There a few things that should be considered in placing and setting up a trail camera to get the best quality. Trail cameras are a great tool to have in order to monitor game coming in and out of a particular area, gauging movement patterns, and just plain old fun. Here are 5 things to ensure your picture quality and better hunting success!
1. Scout First
There is absolutely no point in putting a camera where animals are not. If you are planning on hunting a new area, look for game sign, watering holes, old scrapes or rubs, game trails; anything to let you know there is game in the area. It would sure be a bust to buy a nice camera and only get 1 picture. If you are able to find what looks like a natural mineral or salt lick, then you’ve got it made in the shade. Animals will be coming in and out of this area pretty much all year, so you are all but guaranteed to know all the types of game in that area. If your hunting regulations permit baiting, then set up a bait site or salt lick site and place the camera there. It won’t take very long for the animals to smell it and come right in.
2. Camera Type
There are many different trail camera companies, and they all say they are the best. But in reality, they all use pretty much the same technology. I look for megapixel (MP) size, SD memory card capabilities, “no glow” flash, effective range, and weatherproofing. Megapixel size will effect the clarity of the picture. I wouldn’t recommend going any lower than an 8MP as this starts to get a bit harder to see any dark or night time pictures. Memory card size is important to me because it will let me know that how storage I’m able to hold. If you’re wanting to set the camera to video mode, this will take up significantly more memory, and I don’t like going into my camera spots more often then a week to 10 days at a time, so I need a good size card to hold everything. A good camera should be able to take up to a 32 or even a 64GB card. The “no glow” flash is something that is newer to trail cameras. This allows the use of infrared lights and tinted light coverings to mask the flash of the camera at night so the animals don’t get spooked. Effective range will depend on the movement sensor ability. Typically cameras range between 40 – 50 feet. There are some that have reached past 60 feet, but are usually a bit more pricey. All my cameras have a 50 foot detection range and I haven’t had any issues with animals detecting the cameras and taking off. This also could depend on your the location and where the clearest picture lanes are, so be sure to select the best range f
or your situation. Finally, weather proofing. Most cameras should have, at minimum, a small rubber weather strip lining where the door shuts onto the camera and latches. If you are able to; inspect the lining for thickness and judge its durability. With batteries and memory cards on the inside, the last thing you want is dampness and humidity inside the working parts of the camera. I currently use the Stealth Camera P12 and the Wildgame Innovation Cloak Pro 10. Both have excellent picture quality, weather proofing, range, and night picture quality. I would recommend either of these in a heartbeat.

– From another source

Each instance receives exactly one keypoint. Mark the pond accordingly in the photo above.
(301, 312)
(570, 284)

3. Private vs. Public Land
It might be harder to secure private land for hunting, in which case you may have to set up your cameras on public land. There are a few risks involved with this; the most obvious being theft. There are accessories like lock boxes that can deter people from stealing the camera, but it’s really just a hurdle. Try and set your camera up further back into the bush, but still with a natural clear lane for pictures. Any branches you remove or dirt you disturb may tip someone else that there’s a camera in the area. Also, once people know that there’s a camera in the area, just watch that area fill up with hunters. It is logical to think that if there’s a camera there, there must be game there. And all you need is one blabber mouth to tell the world and you might have just given away your best hunting spot.
I would encourage to always push for private land permission where ever possible. Not only does this give you peace and quiet from the other hunters, but building relationships with farmers and land owners is an important part of hunting. With things like poaching on the rise, the world still needs to know there are respectful and land caring hunters out there willing to work within the confines of someone else’s rules. I have been very fortunate over the past 8 or so years to build relationships with two of the largest land owners in my area and secure over 3000 acres of private hunting land. But that doesn’t come without maybe giving up a few freedoms if necessary to follow someone else’s rules. But the result has been 8 years of full freezers for me and my family, so it’s been well worth it.
If you have cameras all over the country side, how are you able to be consistent in checking them? Do you have a quad trail access or do you have to walk in? Do you have wireless capability on your camera? As much fun as it is checking trail cameras, I’m one for efficiency as well. Both of my trail cameras are strategically placed within an easy walking or quadding distance. And it just worked out that way when I was doing my scouting for placement. However, if you are placing multiple cameras over a large area then maybe consider a wireless transmitting camera. Most areas have cellular service these days and the invention of wireless transmission in trail cameras have a few great benefits. First, being wireless means you don’t need to disturb the area at all. I’m a big fan of not disturbing an area as little as possible until I’m ready to hunt it. Second, if it’s deep in the bush, having the images sent to your email and/or phone save you time and fuel. Yes they are most costly, and you do have to purchase a data plan, but if you’re all in and it saves you the time and miles and disturbing the area; then this is what you might be looking for.
5. Sun Glare
The last small tidbit of information was told to me by a hunting friend about avoiding sun glare in your photos. Especially in the northern hemisphere, over the summer months, the sun will tend rise in the East/NE and set in the West/NW. So if you point your camera facing north, the sun will rise and fall travelling behind the camera avoiding 99% possibility of glare. My one camera, I have no choice but to have it facing NW and in the late evening, I get glare unless it’s cloudy. So take it from experience, face the camera to the north as much as possible for the best quality and anti-glare photos.